E, benché egli protestasse contro la parola, la cosa in realtà non era meno vera.

«La sera prima di andare a Londra», disse, «gli confessai tutto quello che aveva reso così assurda la mia intromissione nei suoi affari. La sua sorpresa fu grande. Non ne aveva mai avuto il più lontano sospetto. Gli dissi anche che credevo di essermi sbagliato nel supporre che fosse indifferente a Jane, e siccome compresi che il suo affetto per lei era sempre lo stesso, non dubitai che sarebbero presto stati felici».

Elizabeth non poté trattenere un sorriso nel vedere con quale facilità egli guidava il suo amico.

«Quando gli avete detto che mia sorella gli voleva bene, eravate convinto voi stesso dei suoi sentimenti, o era per quello che vi avevo detto io, la primavera scorsa?»

«Ne ero persuaso. L’avevo osservata attentamente durante le due visite che vi avevo fatto, e mi ero convinto del suo affetto verso Bingley».

«E bastò che voi lo rassicuraste perché egli ne fosse subito persuaso, vero?»

«Sì, Bingley è veramente modesto e non per affettazione. La poca fiducia che ha generalmente in se stesso gli impedì di credere vera una cosa per lui tanto importante, mentre la fiducia che ha in me ha facilitato tutto. Fui costretto a confessargli una cosa che lo ha offeso, per qualche tempo, e non a torto. Non volli nascondergli che vostra sorella era stata in città l’inverno passato, per tre mesi, e che io, sapendolo, glielo avevo taciuto.
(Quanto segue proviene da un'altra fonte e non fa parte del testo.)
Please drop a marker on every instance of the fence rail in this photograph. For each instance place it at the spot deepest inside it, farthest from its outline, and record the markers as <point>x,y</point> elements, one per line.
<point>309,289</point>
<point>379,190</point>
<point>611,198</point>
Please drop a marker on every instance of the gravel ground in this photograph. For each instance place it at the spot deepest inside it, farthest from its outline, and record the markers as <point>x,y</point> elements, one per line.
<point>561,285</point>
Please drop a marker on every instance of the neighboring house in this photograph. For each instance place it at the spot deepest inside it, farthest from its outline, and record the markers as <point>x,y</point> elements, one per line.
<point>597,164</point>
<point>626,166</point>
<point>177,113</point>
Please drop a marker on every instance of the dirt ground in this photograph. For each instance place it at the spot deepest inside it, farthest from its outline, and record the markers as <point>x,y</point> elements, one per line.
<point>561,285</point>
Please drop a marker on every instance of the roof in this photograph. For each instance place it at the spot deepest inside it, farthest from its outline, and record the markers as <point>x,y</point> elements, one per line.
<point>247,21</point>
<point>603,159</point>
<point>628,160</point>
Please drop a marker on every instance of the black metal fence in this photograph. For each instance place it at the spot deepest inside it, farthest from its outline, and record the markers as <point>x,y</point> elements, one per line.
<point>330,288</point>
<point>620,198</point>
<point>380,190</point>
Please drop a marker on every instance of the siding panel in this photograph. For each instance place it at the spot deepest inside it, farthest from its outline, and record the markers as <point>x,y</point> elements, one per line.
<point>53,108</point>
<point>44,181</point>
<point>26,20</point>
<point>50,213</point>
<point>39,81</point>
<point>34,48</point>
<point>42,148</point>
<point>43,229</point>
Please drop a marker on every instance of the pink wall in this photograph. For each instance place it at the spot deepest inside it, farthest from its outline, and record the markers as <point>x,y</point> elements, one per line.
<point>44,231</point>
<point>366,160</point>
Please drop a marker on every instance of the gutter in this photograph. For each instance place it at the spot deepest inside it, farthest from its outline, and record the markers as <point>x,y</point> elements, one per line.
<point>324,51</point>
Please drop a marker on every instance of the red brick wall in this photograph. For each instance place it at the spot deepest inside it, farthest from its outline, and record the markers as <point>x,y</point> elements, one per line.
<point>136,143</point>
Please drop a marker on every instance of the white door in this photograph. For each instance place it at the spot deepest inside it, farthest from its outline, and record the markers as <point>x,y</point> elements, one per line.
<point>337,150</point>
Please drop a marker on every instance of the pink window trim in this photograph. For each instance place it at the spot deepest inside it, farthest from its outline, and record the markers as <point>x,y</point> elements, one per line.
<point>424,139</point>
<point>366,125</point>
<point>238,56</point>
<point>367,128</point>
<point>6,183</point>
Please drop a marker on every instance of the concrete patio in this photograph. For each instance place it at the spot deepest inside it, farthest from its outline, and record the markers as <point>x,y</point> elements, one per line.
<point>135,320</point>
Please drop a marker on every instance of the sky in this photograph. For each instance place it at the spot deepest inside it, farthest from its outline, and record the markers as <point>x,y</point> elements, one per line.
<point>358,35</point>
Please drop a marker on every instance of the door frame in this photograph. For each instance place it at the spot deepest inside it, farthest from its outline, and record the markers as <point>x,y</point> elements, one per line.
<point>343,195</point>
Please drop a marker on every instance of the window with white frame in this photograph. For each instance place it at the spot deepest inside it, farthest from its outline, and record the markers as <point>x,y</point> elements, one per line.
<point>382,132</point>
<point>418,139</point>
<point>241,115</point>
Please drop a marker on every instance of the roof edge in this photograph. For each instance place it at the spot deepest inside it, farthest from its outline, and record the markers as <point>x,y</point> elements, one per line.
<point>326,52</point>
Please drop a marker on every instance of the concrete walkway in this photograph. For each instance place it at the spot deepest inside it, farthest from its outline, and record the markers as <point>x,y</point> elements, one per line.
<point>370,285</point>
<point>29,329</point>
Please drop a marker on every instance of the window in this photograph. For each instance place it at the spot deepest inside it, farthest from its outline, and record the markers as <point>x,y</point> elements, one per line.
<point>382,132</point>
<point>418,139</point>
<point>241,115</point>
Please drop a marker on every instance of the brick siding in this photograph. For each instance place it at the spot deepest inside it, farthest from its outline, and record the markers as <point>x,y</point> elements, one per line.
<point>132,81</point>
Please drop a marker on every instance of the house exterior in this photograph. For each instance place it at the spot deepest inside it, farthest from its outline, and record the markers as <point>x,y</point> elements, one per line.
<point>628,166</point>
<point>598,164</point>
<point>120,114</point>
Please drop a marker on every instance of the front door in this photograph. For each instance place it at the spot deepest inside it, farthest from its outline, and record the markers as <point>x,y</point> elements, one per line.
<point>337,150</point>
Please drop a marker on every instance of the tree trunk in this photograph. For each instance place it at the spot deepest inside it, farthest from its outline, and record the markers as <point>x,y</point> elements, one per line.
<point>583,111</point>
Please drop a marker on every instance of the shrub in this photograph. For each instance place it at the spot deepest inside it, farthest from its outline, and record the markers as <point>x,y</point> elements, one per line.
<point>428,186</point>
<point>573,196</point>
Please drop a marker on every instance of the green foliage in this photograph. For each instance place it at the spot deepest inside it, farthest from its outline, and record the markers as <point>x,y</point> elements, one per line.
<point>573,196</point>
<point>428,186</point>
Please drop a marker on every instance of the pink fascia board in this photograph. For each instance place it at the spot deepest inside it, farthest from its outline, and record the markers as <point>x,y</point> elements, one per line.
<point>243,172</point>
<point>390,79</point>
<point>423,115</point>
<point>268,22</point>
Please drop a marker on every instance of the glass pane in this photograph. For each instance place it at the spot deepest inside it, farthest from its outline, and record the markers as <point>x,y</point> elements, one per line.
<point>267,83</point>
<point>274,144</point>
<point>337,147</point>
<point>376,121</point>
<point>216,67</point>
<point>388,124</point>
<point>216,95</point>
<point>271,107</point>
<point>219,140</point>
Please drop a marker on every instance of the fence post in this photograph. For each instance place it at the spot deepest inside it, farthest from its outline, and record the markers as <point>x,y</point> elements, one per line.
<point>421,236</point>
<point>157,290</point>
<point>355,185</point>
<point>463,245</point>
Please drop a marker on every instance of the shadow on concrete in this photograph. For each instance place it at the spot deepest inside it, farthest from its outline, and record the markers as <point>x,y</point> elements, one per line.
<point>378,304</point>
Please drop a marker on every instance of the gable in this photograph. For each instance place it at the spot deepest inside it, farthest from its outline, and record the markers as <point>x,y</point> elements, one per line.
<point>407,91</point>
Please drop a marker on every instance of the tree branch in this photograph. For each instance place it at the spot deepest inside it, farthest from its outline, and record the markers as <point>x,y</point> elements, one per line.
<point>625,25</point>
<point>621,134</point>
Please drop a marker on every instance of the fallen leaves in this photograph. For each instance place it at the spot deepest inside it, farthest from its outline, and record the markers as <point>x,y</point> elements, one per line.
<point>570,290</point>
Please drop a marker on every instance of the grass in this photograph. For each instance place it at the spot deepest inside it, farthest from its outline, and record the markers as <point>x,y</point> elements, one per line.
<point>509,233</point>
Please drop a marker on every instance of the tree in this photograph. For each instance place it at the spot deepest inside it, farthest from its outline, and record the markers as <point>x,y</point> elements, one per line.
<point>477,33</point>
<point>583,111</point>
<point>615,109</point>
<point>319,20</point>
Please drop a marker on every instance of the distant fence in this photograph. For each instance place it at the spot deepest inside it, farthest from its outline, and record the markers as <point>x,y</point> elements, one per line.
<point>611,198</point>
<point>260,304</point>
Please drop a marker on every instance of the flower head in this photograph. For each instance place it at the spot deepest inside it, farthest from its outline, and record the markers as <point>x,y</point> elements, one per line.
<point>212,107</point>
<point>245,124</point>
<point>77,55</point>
Andò in collera, ma la sua collera svanì appena non ebbe più dubbi sui sentimenti di Jane. E ormai mi ha perdonato di cuore».

Elizabeth aveva una gran voglia di osservare che Mr. Bingley era un amico ideale; così facile da guidare da essere addirittura impagabile; ma si trattenne. Ricordò che Darcy non era ancora abituato agli scherzi, ed era un po’ troppo presto per cominciare. Egli continuò a parlare della felicità di Bingley che, naturalmente, era inferiore alla sua, finché arrivarono a casa. Lì, nel vestibolo, si separarono.